Gwen Moffat lives in Cumbria. Her novels are set in remote communities ranging from the Hebrides to the American West. The crimes fit their environment, swelling that dreadful record of sin in the smiling countryside cited by Sherlock Holmes.
As much as the doubtful gift of total recall helps and hinders P.I. Brenna Spector, so it offers clues and confuses Gaylin’s readers. As if to reassure those already acquainted with her series character this novel starts simply yet with a strong odour of menace.
“RJ”, a middle-aged editor of pornographic videos and aspiring film director is on the verge of his long anticipated Breakthrough Project. An ardent votary of Spielberg (even dressing like his idol), carrying his new $3000 camera, RJ arrives at a somewhat unexpected studio for the first meeting with Lula Belle, his putative leading lady. For her, too, this is her big chance since currently she is a performance artist: an unidentified silhouette on screen who drives punters mad with stuff more subtle than straight porn. So the scene is set for a Hollywood film agent to approach Brenna Spector when his client, Lula Belle, disappears.
It’s Brenna’s assistant, Trent, he of the fake tan and tattoos, who provides the on-line background on the lady, her videos producing two surprises, first that such a lubricious performer should be involved with a children’s agent, and even more shocking, that as Lula Belle “performs” she recounts memories from Brenna’s childhood as if they were her own, their most appalling feature involving Clea, her sister who disappeared decades ago. Now Brenna feels compelled to find this stranger who must surely know what became of Clea, even her whereabouts if she is still alive.
Most of the characters here are stock, even to the seductive widow and Persephone, her wandering cat. We encountered them in And She Was, the first novel in the series. Same people, different plot. This one is about connections, and complicated. How does Lula Belle connect with Clea? Who is the ravishing bimbo whom Brenna catches almost in flagrante with Trent, and whom she recalls seeing some weeks ago, distraught and weeping at Niagara Falls?
As she investigates, aided and occasionally frustrated by police and the well-intentioned Trent, mobiles and texts come to light, computers and emails. “RJ” is identified but not found for he too has disappeared and, in searching for him, Brenna and Trent run foul of an ageing villain and his hired hitmen while, as they come closer to unmasking Lula Belle, even to finding her and solving the riddle of Brenna’s long absent sister, everything starts to gel – and the arch villain strikes.

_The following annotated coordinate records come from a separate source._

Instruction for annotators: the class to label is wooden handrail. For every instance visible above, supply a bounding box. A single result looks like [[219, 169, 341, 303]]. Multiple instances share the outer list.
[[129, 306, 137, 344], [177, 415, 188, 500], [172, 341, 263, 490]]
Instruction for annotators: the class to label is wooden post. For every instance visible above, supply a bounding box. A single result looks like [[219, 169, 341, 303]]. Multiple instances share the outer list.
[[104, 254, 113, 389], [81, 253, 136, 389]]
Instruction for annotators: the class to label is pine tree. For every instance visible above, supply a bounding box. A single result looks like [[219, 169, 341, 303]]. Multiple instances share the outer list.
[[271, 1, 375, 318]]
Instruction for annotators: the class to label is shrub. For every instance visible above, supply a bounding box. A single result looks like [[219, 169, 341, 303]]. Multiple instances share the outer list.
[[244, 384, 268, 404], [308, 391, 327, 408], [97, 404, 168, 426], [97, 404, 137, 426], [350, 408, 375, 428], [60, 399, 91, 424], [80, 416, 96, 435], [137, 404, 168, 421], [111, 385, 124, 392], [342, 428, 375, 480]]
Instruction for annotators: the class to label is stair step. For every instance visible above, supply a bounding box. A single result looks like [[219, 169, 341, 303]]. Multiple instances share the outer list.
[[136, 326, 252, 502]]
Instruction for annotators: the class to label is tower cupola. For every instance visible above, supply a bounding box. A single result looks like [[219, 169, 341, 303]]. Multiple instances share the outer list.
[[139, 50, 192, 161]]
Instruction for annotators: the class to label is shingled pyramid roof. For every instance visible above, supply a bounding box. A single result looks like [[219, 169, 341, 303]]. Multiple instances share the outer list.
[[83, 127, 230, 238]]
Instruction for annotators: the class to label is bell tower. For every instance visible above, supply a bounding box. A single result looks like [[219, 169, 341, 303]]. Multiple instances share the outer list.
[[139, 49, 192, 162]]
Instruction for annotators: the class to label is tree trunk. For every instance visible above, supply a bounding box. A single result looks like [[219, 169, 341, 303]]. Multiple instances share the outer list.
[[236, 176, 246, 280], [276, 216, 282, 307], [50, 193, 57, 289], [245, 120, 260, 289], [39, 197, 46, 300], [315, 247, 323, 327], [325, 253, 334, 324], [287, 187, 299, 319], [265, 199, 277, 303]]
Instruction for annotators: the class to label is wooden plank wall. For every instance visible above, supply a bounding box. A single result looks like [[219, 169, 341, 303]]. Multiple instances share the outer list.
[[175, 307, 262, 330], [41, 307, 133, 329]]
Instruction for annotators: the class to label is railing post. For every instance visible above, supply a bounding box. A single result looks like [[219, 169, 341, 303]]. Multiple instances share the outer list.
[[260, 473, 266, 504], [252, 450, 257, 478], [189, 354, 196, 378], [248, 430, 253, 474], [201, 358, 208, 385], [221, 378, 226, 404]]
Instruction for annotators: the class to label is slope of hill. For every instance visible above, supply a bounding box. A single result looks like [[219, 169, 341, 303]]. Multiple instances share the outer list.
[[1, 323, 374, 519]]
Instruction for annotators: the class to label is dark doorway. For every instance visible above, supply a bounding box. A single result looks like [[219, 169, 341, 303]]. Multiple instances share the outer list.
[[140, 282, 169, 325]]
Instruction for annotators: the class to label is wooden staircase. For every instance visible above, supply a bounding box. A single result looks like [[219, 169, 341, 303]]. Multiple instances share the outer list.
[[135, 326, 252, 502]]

The characters come over well. There are jokes on virtually every page. Between them and the italicized passages that are Brenna’s total recall there are glimpses of domestic life: the abrasive mother-daughter relationship of herself and Maya, and the amusing affair: half-love, half-lust, between protagonist and the nice cop Morasco.
The denouement sorts out the complexities but one can’t help feeling that so much recall used as timely clues is something of a cheat. Broadly speaking the means are hardly justified by the end.